Esta mañana, después de mi paseo y cuando empezaba a desayunar en el bar de San Andrés donde acostumbro, entró un padre muy joven con su hijo. El niño, que estaba sentado en su cochecito, durante los quince minutos que estuve allí no levantó, ni en un solo momento, la vista del teléfono móvil, que manejaba con sus pequeños dedos con una habilidad asombrosa. Cuando se cansaba de un juego, volvía atrás, elegía otro y seguía. Varias veces me incline para ver los emoticones de colores que transitaban por la pantalla, mientras su padre me sonreía feliz con las proezas de su hijo.

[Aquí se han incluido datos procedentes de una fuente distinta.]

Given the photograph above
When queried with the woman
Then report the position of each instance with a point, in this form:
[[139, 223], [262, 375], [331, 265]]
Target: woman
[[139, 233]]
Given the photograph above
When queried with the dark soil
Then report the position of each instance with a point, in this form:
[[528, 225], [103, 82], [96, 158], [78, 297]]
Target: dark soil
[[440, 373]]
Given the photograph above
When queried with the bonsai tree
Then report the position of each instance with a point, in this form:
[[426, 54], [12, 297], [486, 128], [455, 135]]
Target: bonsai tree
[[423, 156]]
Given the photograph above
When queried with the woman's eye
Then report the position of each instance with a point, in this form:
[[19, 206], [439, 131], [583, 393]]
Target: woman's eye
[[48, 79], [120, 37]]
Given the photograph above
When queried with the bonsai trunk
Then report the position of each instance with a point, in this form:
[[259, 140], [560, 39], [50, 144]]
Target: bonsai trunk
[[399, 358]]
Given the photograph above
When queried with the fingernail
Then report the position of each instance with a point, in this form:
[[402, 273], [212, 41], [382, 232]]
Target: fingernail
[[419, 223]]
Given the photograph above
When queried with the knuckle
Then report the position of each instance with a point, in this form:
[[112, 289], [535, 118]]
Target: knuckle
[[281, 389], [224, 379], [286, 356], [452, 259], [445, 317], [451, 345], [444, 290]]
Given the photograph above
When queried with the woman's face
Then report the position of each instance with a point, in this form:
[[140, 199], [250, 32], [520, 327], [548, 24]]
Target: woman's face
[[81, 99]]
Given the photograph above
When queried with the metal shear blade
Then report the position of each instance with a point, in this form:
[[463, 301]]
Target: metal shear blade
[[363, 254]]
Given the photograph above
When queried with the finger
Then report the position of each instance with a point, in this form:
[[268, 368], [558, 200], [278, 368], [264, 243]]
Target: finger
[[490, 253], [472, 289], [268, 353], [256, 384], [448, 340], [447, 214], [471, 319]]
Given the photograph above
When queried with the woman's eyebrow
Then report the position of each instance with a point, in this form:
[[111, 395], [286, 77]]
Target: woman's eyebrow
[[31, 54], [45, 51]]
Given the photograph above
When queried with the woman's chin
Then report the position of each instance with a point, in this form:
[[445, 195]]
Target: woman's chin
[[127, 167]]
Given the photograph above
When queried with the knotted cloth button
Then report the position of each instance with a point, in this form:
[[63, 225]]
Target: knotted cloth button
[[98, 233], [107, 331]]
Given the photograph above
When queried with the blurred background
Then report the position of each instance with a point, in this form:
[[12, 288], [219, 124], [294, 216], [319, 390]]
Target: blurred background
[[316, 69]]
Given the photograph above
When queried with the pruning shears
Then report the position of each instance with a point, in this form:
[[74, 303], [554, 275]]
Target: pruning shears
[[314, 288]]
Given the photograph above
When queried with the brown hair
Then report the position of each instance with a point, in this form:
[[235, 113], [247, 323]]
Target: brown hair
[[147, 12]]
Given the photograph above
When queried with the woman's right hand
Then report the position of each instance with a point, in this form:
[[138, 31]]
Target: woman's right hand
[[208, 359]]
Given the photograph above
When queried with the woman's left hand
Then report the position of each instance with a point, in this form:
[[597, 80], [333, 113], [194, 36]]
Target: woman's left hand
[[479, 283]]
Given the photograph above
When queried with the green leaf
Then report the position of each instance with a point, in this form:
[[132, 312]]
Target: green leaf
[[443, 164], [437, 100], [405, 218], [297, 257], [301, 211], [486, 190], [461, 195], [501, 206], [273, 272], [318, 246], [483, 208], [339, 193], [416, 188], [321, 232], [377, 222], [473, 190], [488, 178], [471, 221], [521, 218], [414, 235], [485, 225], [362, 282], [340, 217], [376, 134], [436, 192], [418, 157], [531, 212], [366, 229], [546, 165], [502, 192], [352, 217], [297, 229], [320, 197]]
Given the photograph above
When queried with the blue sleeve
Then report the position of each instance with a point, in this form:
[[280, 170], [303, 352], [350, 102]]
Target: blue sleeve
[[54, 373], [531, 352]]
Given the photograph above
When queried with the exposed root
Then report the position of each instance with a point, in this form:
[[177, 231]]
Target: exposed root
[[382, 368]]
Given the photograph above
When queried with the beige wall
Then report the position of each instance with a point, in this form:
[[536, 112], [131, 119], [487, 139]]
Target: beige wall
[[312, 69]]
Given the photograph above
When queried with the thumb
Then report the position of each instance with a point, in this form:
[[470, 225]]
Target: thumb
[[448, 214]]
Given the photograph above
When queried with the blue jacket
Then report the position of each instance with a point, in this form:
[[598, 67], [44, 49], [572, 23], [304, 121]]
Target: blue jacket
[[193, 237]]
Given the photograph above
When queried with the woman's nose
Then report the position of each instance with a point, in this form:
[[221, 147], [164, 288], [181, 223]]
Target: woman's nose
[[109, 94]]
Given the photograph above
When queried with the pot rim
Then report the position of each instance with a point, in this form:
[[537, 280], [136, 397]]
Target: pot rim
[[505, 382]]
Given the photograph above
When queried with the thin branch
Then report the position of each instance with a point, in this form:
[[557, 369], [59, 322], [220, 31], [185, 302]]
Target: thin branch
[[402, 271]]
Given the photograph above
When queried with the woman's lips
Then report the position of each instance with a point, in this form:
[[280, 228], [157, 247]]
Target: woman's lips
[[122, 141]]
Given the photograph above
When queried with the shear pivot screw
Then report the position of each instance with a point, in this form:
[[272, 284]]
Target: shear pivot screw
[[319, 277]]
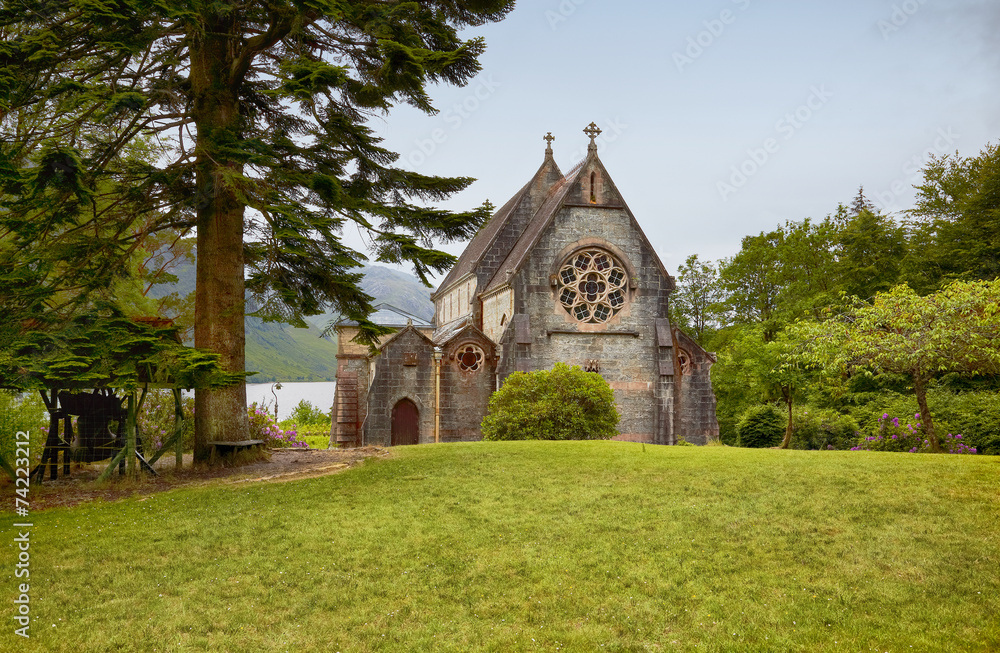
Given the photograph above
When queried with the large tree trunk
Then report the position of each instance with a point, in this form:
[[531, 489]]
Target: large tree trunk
[[787, 393], [219, 293], [925, 412]]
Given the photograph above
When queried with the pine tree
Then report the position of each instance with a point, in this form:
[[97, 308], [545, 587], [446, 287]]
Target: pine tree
[[258, 106]]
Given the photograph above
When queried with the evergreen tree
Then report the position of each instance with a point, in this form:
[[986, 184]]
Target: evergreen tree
[[258, 106]]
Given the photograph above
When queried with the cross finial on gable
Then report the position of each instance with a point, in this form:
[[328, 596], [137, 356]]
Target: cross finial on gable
[[593, 131]]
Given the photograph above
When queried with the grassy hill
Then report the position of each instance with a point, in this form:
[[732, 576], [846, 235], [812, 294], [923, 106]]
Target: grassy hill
[[280, 352], [577, 546]]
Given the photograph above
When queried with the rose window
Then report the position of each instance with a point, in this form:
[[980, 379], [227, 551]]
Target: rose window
[[470, 358], [592, 286]]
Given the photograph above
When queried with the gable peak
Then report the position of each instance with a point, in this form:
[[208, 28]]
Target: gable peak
[[593, 131]]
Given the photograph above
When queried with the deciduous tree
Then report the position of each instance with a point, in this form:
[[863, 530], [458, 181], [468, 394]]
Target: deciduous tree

Creo que en su cerebro no entró ni un solo dato del mundo exterior. Solo debía sentir cerca la reconfortante presencia de su progenitor. Abrió varias veces la boca para permitir que su padre le introdujera pequeña cantidades de alimento, pero sin apartar los ojos de la pantalla. ¡Qué poder de seducción tienen esos juegos para los niños! Le pregunté al padre, por curiosidad, su edad. Me contestó, orgulloso, ¡dos añitos!
¿Intuirá el niño, como un viejo, que el mundo que ve a su alrededor carece de todo interés y es tan virtual y mucho más caótico que el del artefacto que sujeta entre sus diminutas manos?